Community reinvestment is our path to the regenerative economy we need. But unlike fossil fuel divestment, community reinvestment is not a guarantee. We know the fossil fuel economy will continue to crumble and institutions will continue to divest to save their profits. Sure there’s no guarantee that institutions will divest in time to actually make a difference — I can guarantee you that my alma mater, the University of Pittsburgh, will wait until the very last minute to discard their fossil fuel assets, and even then it will be a ten year process. But all that said, we know fossil fuel divestment will happen — the real question is what happens next with that capital.

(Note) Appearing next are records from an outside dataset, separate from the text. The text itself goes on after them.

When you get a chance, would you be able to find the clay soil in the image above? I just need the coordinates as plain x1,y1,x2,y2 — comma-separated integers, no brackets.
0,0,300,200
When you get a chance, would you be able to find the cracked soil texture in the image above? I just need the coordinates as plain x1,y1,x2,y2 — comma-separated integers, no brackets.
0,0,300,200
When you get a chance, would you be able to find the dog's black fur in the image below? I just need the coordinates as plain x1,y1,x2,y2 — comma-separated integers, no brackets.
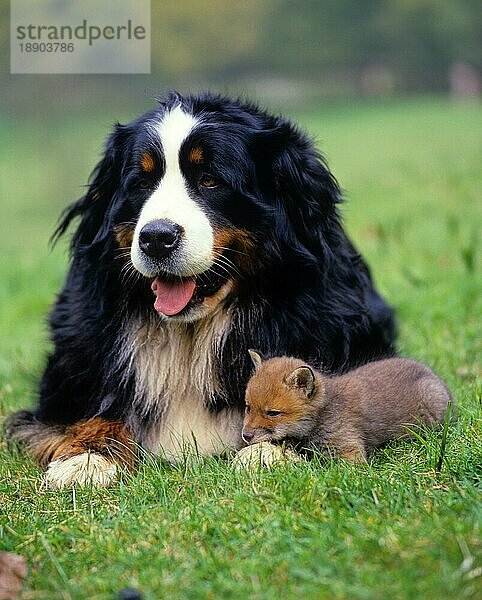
9,94,395,454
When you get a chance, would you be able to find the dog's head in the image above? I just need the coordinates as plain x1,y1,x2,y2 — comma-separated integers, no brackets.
57,94,339,321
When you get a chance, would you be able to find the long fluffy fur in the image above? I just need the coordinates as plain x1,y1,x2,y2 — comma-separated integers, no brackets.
5,94,395,472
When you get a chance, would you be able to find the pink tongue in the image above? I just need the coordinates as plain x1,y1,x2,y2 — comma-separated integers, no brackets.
151,279,196,315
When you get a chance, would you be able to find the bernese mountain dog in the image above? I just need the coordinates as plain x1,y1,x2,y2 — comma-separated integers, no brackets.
7,93,395,487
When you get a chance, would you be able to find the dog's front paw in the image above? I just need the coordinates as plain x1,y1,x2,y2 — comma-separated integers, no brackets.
45,452,117,489
233,442,300,471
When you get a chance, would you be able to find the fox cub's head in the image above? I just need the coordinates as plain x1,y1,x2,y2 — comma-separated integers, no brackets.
243,350,325,444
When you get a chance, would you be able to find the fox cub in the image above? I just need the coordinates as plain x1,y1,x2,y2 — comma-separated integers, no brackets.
242,350,451,462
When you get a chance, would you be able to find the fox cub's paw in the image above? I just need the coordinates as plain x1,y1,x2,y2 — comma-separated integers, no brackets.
233,442,302,471
45,452,117,489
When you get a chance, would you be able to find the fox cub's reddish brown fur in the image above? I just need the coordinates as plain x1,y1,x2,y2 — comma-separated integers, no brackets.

It is in reinvestment that our movement has an opportunity to make concrete steps to realize a just, regenerative future we all so desperately want and need. In the Climate Justice Alliance’s just transition framework moving from an extractive economy to a regenerative one requires “divesting from their power and investing in ours”. Reinvestment is an opportunity to actively build a new world that fossil fuel divestment campaigns are fighting for. We know we are in this for the long haul and this will be a long fight. But it will be even longer if we view fossil fuel divestment as a victory and let up the pressure before that money gets reinvested.
And at the end of the day reinvestment is just one tactic in our fight. We are still careening towards worsening climate catastrophe at breakneck speed. Our liberation can not rely solely on shifting the decisions of institutions. Our theory of change cannot reinforce the notion that change comes from the top down, that appealing to the conscious of our oppressors is ever successful, that we *need* an individual with institutionalized power to create this change. We must hold tight to the knowledge that our power, our collective power, is what will win us these fights.
So what am I saying? I’m saying we have to do more. We do not have time to wait and wait for fossil fuel divestment and we can not simply celebrate fossil fuel divestment at face value. We have to fight for reinvestment but we can not limit ourselves to the pace of university bureaucracy. We can not afford to limit our organizing to working within the institution.
It’s time to shut sh*t down.
And to the university administrators and bureaucrats who have made it this far, to the university employees who mocked student organizers for taking airplanes while demanding divestment, to the university financial officers who have told students they don’t know what they’re talking about, to the members of university upper administration who have said fossil fuel divestment at their one college or university wouldn’t matter — this isn’t for you. I’m not agreeing with you. If you think I am, read this again.